Wednesday of the Twenty-eighth Week in Ordinary Time
Students of Homer who have spent glorious hours pondering over the Iliad recall the consequences of an unbalanced life. For the Greeks, everyman (the work was written in less aware times) strove for a virtue called areté which is best understood as the striving for excellence and moral virtue. Greatness, however, should be seen in acts, not in words and the Greeks believed in a power in the universe that leveled those who bragged and publicized their inflated abilities. This bragging was called hubris and too much hubris got you nemesis, which in Greek terms meant that someone in your family (usually your wife or son) killed you by the end of the story. So the Greek ideal was to run the Marathon, swim part of the Aegean, and then pick up the kids from day care and afterwards comment that you could have done better in the race.

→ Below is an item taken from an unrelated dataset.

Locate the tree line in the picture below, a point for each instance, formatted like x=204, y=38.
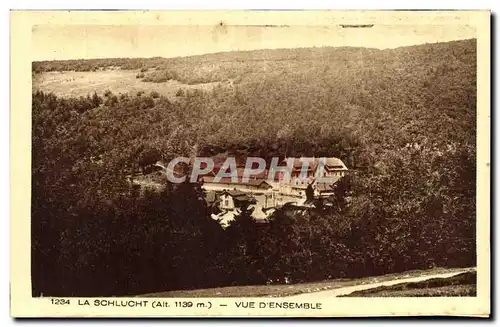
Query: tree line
x=404, y=124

In today’s readings Jesus lets those who speak highly of themselves or take the best places know that the only ones fooled by such hubris are themselves. “Woe to you” Jesus says of those who claim a superior moral virtue because of pious actions. As we read in the first reading from Romans
…for the day of wrath and revelation
of the just judgment of God,
who will repay everyone according to his works,
eternal life to those who seek glory, honor, and immortality
through perseverance in good works,
but wrath and fury to those who selfishly disobey the truth
and obey wickedness.
So, as Paul says for either Greek or Jew, it is just best to allow virtue to dispense her awards in her own good time and not worry about paying for publicity about the greatness of one’s actions.